Once, women prisoners, under a reinforced convoy, collected reeds on the shore of Lake Zhalanash for the construction of barracks. During her arrival from Germany in 1990 she told the “ALZHIR” museum stuff how she first time saw local kazakhs: I created this installation based on a story of a former prisoner of Akmola camp of traitor’s wives, Gertrude Platais. My work is dedicated to the first contact of different peoples migrated to Kazakhstan with kazakh people. Listening to the voice of each artist individually, you can catch unobvious connections, general semiotics, signs and language that have yet to be deciphered. Answering this question, the “First Contact” exhibition presents a multitude of individual stories that intersecting build a common network like a cloud of keywords.
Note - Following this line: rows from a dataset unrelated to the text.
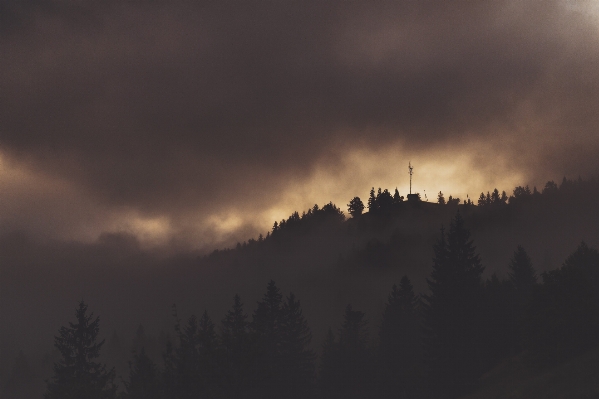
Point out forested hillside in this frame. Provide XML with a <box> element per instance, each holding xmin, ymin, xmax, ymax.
<box><xmin>0</xmin><ymin>179</ymin><xmax>599</xmax><ymax>398</ymax></box>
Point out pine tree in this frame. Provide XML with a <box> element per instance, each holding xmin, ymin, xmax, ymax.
<box><xmin>123</xmin><ymin>347</ymin><xmax>161</xmax><ymax>399</ymax></box>
<box><xmin>220</xmin><ymin>295</ymin><xmax>252</xmax><ymax>398</ymax></box>
<box><xmin>337</xmin><ymin>305</ymin><xmax>373</xmax><ymax>398</ymax></box>
<box><xmin>376</xmin><ymin>188</ymin><xmax>393</xmax><ymax>212</ymax></box>
<box><xmin>424</xmin><ymin>212</ymin><xmax>484</xmax><ymax>397</ymax></box>
<box><xmin>508</xmin><ymin>245</ymin><xmax>537</xmax><ymax>294</ymax></box>
<box><xmin>44</xmin><ymin>301</ymin><xmax>116</xmax><ymax>399</ymax></box>
<box><xmin>175</xmin><ymin>315</ymin><xmax>201</xmax><ymax>399</ymax></box>
<box><xmin>378</xmin><ymin>276</ymin><xmax>422</xmax><ymax>397</ymax></box>
<box><xmin>347</xmin><ymin>197</ymin><xmax>364</xmax><ymax>218</ymax></box>
<box><xmin>280</xmin><ymin>293</ymin><xmax>315</xmax><ymax>398</ymax></box>
<box><xmin>250</xmin><ymin>280</ymin><xmax>283</xmax><ymax>398</ymax></box>
<box><xmin>318</xmin><ymin>328</ymin><xmax>342</xmax><ymax>398</ymax></box>
<box><xmin>393</xmin><ymin>187</ymin><xmax>403</xmax><ymax>205</ymax></box>
<box><xmin>368</xmin><ymin>187</ymin><xmax>378</xmax><ymax>212</ymax></box>
<box><xmin>437</xmin><ymin>191</ymin><xmax>445</xmax><ymax>205</ymax></box>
#Flickery interrogation room how to#

This raises the question of how to present a generation outside the universal concept, seeking to build a harmonious narrative excluding everything that does not fit into it. This largely Eurocentric theory considers global historical processes, focusing on the history of America as a universal model, but this approach doesn’t take into account the local as the view of the other excluded from world history. In the theory of generations, differences between generations are presented as common grounds for a certain age group, of which the authors Strauss and How, draw conclusions about common beliefs, values and behaviors among people who grew up in one historical period. Being carriers of hybrid identity, this new tribe is in a certain sense mutants, still retaining the agency of each of the stages of the transformation process. With the completion of the Soviet project, the end of utopia, which nevertheless has not yet arrived, today we can conclude that a new generation of Kazakhstanis is also a product of this permanent laboratory. Saying goodbye to the hegemony of social realism, artists began to occupy a special role in the reflection on complex social and political changes. At that time, following a sharp geopolitical impetus and the emergence of a number of new independent republics, artists whose work did not coincide with the ideals of the party came out of basements and close apartment exhibitions. The period of the collapse of the Soviet Union can also be considered as a starting point in the appearance of Kazakhstani modern art. The usual horizon of the steppe closed the industrial constructions marking the progress.Ī new generation of artists represented at this exhibition hasn’t met life in the USSR, but grew up in an environment where the trail of slowly escaping Sovietism still exists, where the experience of living in a communist project emerges as a phantom flicker of images about the collective dream of space exploration, portraits of the living and at the same time photos of the dead Lenin. In the 20th century Kazakhstan was a country that became a platform for large-scale experiments: a change of social structure and a sharp transition of nomads to sedentary life, the construction of a cosmodrome in the steppes, the launch of a man into space, testing of nuclear weapons. The memory of all these three generations holds a large reservoir of different cultural layers.

flickery interrogation room

Mukhtar Auezov, described the difference between generations as a conflict between the traditional tribal way of life with the new urban culture and secular society in his last novel “Young Tribe” in 1977.Ĭonsidering the history of the country as the history of several generations, we can say that the new young tribe described by Auezov, today are parents of the independence age-mates. Through art created by young artists, this exhibition addresses the issue of the experience that has shaped the new generation. The focus of this exhibition is a new generation of independent Kazakhstan, those who were born during the fall of the Iron Curtain.